La conclusion s'impose donc d'elle-même. 'Le château des singes' reste sans aucun doute l'une des plus agréables compositions orchestrales d'Alexandre Desplat, qui signe ici sa première partition pour un long-métrage d'animation. Avec une fraîcheur d'orchestration et une certaine inventivité parfois fantaisiste, Desplat livre l'accompagnement musical parfait pour le film de Jean-François Laguionie qui, à l'instar du film, demeure toujours simple et léger, sans aucun artifices musicaux particuliers.
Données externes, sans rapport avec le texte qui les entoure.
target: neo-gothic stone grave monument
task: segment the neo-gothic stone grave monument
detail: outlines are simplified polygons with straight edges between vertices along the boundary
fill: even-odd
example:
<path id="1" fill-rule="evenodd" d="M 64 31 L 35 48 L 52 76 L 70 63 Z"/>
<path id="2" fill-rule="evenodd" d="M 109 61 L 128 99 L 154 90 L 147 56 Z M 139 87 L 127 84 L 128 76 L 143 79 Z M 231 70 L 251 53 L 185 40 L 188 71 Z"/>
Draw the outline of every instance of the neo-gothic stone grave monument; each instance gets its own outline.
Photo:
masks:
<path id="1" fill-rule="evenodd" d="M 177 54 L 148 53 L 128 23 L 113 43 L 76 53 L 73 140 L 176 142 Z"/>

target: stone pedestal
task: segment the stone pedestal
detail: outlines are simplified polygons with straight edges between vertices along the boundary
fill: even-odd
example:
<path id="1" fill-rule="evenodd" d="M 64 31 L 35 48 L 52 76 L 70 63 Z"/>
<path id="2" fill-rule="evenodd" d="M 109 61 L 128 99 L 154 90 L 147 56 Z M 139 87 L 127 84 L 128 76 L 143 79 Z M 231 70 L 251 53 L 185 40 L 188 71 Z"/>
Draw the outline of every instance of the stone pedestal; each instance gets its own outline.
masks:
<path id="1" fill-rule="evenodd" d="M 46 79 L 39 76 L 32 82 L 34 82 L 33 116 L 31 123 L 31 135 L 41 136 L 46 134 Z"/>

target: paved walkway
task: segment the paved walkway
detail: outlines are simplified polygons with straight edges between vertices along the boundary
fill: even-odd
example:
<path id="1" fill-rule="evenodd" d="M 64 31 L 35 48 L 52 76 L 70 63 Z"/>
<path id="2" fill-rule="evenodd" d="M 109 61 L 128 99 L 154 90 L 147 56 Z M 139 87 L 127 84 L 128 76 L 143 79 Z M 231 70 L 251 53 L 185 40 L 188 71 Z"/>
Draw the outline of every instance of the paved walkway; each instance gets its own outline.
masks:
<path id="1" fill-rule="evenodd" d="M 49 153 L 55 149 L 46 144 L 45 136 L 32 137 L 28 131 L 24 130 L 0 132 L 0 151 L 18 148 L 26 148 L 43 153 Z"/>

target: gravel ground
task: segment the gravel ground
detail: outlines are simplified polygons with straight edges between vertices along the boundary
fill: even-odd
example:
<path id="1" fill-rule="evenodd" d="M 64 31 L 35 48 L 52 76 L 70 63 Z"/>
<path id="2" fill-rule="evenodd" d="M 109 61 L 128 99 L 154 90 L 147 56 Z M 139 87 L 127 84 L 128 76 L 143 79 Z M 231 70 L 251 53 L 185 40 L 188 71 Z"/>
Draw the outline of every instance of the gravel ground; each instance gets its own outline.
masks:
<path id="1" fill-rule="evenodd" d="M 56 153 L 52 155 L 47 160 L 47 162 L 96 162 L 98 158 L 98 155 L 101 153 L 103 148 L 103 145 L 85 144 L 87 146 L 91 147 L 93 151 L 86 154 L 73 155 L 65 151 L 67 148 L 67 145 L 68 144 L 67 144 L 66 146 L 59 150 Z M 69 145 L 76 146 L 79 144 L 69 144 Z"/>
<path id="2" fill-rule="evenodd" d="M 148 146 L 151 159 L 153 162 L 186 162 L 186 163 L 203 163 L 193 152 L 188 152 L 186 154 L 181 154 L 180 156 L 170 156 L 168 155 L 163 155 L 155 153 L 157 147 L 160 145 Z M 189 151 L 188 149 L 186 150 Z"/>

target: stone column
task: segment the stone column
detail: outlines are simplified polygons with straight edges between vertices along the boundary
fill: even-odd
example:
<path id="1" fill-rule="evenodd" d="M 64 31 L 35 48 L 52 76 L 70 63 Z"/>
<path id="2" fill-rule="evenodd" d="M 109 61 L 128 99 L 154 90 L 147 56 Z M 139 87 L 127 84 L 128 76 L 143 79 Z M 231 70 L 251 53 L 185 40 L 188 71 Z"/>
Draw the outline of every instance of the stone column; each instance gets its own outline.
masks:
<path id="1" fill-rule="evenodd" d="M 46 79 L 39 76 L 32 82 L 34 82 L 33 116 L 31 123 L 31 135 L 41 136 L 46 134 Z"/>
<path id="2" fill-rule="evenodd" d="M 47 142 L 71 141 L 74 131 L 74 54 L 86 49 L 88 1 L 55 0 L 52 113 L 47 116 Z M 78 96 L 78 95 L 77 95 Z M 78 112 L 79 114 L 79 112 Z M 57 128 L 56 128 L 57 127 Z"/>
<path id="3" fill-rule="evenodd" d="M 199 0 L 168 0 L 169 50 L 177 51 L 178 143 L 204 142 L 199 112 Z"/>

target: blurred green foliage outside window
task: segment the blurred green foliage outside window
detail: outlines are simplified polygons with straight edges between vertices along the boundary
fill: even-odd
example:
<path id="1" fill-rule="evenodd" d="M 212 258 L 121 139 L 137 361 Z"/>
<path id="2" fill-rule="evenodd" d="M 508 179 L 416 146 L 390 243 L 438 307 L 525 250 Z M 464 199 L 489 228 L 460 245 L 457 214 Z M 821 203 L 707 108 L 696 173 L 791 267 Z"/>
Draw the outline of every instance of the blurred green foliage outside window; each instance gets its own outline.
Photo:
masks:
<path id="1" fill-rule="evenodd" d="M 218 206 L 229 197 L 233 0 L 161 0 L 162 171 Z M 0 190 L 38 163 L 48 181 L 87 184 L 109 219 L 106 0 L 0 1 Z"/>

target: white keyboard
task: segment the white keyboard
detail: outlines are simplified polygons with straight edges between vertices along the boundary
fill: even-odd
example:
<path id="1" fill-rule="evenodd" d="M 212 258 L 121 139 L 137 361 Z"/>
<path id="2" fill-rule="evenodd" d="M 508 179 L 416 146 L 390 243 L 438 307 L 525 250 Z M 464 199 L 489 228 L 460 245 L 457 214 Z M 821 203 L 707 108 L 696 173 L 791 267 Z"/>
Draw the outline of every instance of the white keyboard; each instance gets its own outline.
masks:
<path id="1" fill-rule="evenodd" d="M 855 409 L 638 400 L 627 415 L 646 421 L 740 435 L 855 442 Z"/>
Evidemment, 'Le château des singes' n'a rien d'un chef-d'oeuvre impérissable et ne marquera certainement pas les annales du genre, mais il n'empêche que l'on ne peut que se laisser capturer par la qualité de cette composition orchestrale qui nous rappelle une fois encore à quel point Alexandre Desplat fait plus que jamais partie des grands noms de la musique de film française, des musiciens inspirés d'une nouvelle génération qui compte parmi elle des compositeurs aussi talentueux que Philippe Rombi, Bruno Coulais, Eric Neveux, Pascal Estève et bien d'autres encore. En somme, voilà un très sympathique score à découvrir si ce n'est pas déjà fait!